A significantly lower rate of hospital admission was reported in patients treated with ICS than those receiving placebo or SCS (OR 0.55, 95% CI: 0.35, 0.88; 7 studies), but there was evidence of significant statistical heterogeneity (p=0.005; I-squared 67.7%). A greater reduction in admission rate, favouring the ICS group, was reported for trials using multiple doses of ICS (OR 0.30, 95% CI: 0.16, 0.55; 5 studies); no statistical heterogeneity was reported. When the analysis was restricted to studies comparing ICS versus SCS, the results were mixed: 2 studies comparing multiple doses of ICS with SCS reported no statistically significant difference between the groups (OR 0.43, 95% CI: 0.14, 1.28), while a third study using a single dose of ICS reported statistically significant results favouring the SCS group (OR 3.91, 95% CI: 1.31, 11.71). The author speculated that the heterogeneity between these studies was due to differences in dosing (single versus multiple) and the timing of the outcome measure.
Significantly more patients treated with ICS were discharged from the emergency department compared with those who received placebo or SCS (OR 4.70, 95% CI: 2.97, 7.42; 6 studies); there was no evidence of statistical heterogeneity.

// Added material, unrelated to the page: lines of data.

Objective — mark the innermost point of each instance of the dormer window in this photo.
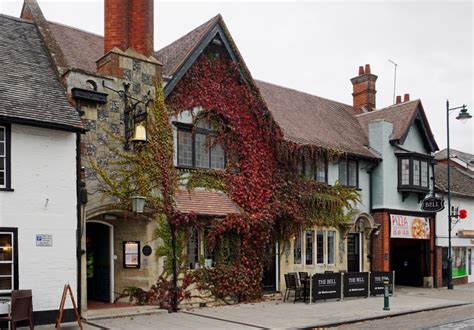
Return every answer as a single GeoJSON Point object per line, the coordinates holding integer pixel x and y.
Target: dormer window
{"type": "Point", "coordinates": [197, 148]}
{"type": "Point", "coordinates": [413, 173]}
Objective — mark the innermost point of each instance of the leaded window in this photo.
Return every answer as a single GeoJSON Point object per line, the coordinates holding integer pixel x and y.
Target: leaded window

A statistically significant improvement in PEF was noted in patients treated with ICS compared with those who received placebo (p<=0.0001) or SCS (p<=0.001), with pooled results (7 studies) showing weighted mean differences of 25, 35 and 46 L/minute at 1, 2 and 3 hours, respectively. There was a dose-response relationship, with greater benefit in patients receiving multiple doses of ICS. These results had low to moderate heterogeneity (I-squared: 0 to 38%). Measures of FEV1 produced similar results, with statistically significant benefits in the ICS group versus either placebo or SCS at the 2 and 3 hour time points (p<=0.001). However, the results for outcomes at 1 hour were mixed, with a high level of heterogeneity (I-squared: 82 to 95%).
All studies reported that there were no serious side-effects among the participants.
Further analyses were reported in the review.